Кешка запалил от очага смолевой факел и, густо коптя им, поднял над головой. Астанай лежал на спине. Увидев людей, он затревожился, силясь подняться.
— Кто?! Кто вы?! — В его глазах ширился неосмысленный страх, он замахал руками, продолжая бормотать что-то.
— Не узнал, ишь ты, — проговорил Кулак, сочувственно покачивая головой. — Это я, Хозяин, а со мной — Батя. Пришли навестить.
Воткнув в расщелину факел, Кешка приподнял голову Астаная и подсунул под нее котомку с пожитками. С лица Астаная сплыла растерянность, ее сменило жестокое спокойствие и любопытство. Теперь он с лихорадочным недоверием разглядывал этого здорового бородача в шинели, наброшенной на плечи, в серой, сбитой на затылок ушанке.
— Вот ты какой, Ба-атя, — трудно выдохнув, прошептал Астанай. — Слухом слыхивал, а вот и... свиделись.
— Такой же, как все, Хозяин, — сказал Батя и присел на плашку возле очага. — Как это ты сплоховал.
— Бог наказал.
— Бог-то бог, да, как говорится, сам не будь плох.
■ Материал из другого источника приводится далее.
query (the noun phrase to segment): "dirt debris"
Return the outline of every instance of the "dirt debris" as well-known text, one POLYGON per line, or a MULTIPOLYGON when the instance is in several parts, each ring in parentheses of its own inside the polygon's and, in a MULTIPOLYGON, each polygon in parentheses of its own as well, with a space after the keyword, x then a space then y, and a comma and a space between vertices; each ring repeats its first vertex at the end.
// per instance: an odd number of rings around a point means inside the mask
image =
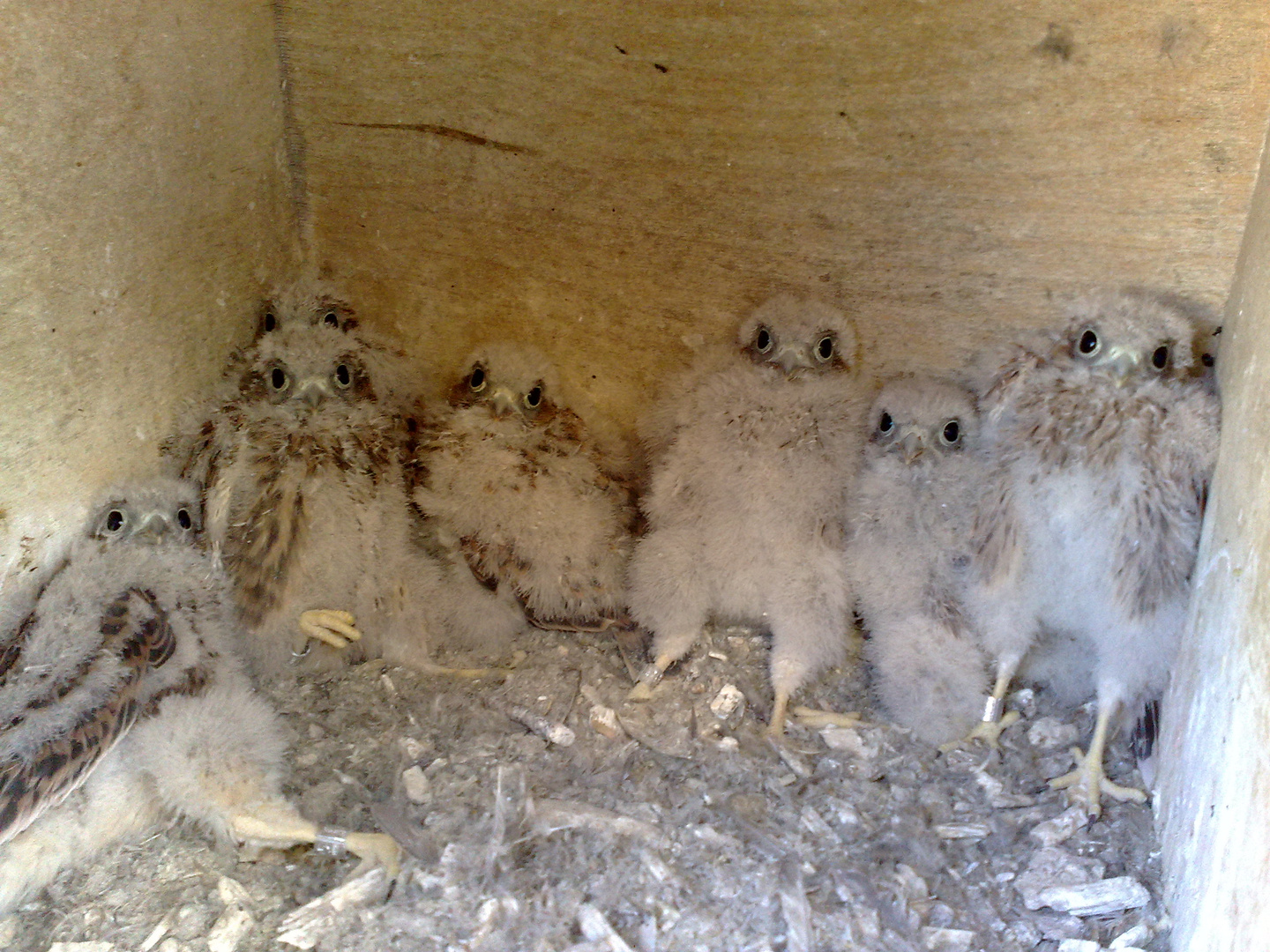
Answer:
MULTIPOLYGON (((305 814, 384 829, 409 854, 386 899, 356 880, 330 894, 352 859, 240 856, 175 826, 64 873, 0 920, 0 948, 1167 948, 1149 807, 1111 802, 1086 825, 1045 784, 1088 711, 1016 692, 1024 720, 999 753, 940 755, 884 722, 851 665, 801 692, 812 710, 773 745, 753 631, 712 631, 643 704, 605 635, 518 649, 471 682, 372 663, 267 692, 305 814), (1144 904, 1083 918, 1040 904, 1090 883, 1144 904)), ((1107 764, 1133 779, 1119 740, 1107 764)))

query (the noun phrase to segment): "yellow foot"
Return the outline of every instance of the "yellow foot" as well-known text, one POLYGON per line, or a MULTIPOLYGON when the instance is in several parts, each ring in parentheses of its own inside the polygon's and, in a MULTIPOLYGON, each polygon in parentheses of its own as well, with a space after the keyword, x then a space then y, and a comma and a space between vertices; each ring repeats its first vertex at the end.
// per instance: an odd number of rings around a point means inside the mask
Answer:
POLYGON ((993 750, 999 750, 999 739, 1006 727, 1019 720, 1017 711, 1006 711, 999 721, 979 721, 974 730, 966 734, 961 740, 951 740, 947 744, 940 745, 940 753, 946 754, 950 750, 956 750, 958 748, 969 746, 977 740, 982 740, 993 750))
POLYGON ((635 687, 630 689, 626 699, 650 701, 653 698, 653 688, 662 683, 662 675, 665 674, 665 669, 672 664, 673 659, 669 655, 658 655, 653 664, 644 665, 644 670, 639 673, 639 680, 635 682, 635 687))
POLYGON ((1052 790, 1067 791, 1067 800, 1072 806, 1082 806, 1090 816, 1097 816, 1102 812, 1104 795, 1119 800, 1121 803, 1125 801, 1147 802, 1144 791, 1137 787, 1121 787, 1106 778, 1106 774, 1102 773, 1101 754, 1092 757, 1085 754, 1080 748, 1072 748, 1072 757, 1080 765, 1071 773, 1064 773, 1049 782, 1052 790))
POLYGON ((344 847, 362 861, 349 878, 357 878, 376 866, 382 866, 390 880, 395 880, 401 872, 401 847, 387 834, 349 833, 344 838, 344 847))
POLYGON ((866 727, 857 711, 838 713, 837 711, 817 711, 814 707, 795 707, 790 711, 804 727, 866 727))
POLYGON ((320 641, 337 650, 344 650, 349 642, 362 637, 353 627, 353 616, 334 608, 315 608, 300 614, 300 633, 296 635, 292 654, 302 658, 309 654, 309 641, 320 641))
И ординарец твой, похоже, ушами прохлопал. — Упершись глазами в Кешку, Батя будто собирался сказать что-то еще, и только ему одному. — Давно надо было сюда перебираться, Хозяин, а ты все мешкал.
— То же самое говорил ему, — подтвердил Кулак.
— Чего толковать, бог есть бог, он знает, что делает...
Напрягаясь, Астанай, казалось, хотел что-то вспомнить, но память бездействовала. Он безмолвно разевал рот и глядел то на Батю, то на Кулака. Этот взгляд опять уже выражал душевное беспокойство и боль.
— А лекарь наш помогает? — спросил Батя.
— Чем он поможет? Где лекарство-то? — сказал Кешка.
— Это верно... — Батя поглядел на парня и нахмурился. — Не догадался: из госпиталя надо было прихватить лекарств. Много там этого добра без пользы пропадает. А вот где надо — полный дефицит. Так или нет?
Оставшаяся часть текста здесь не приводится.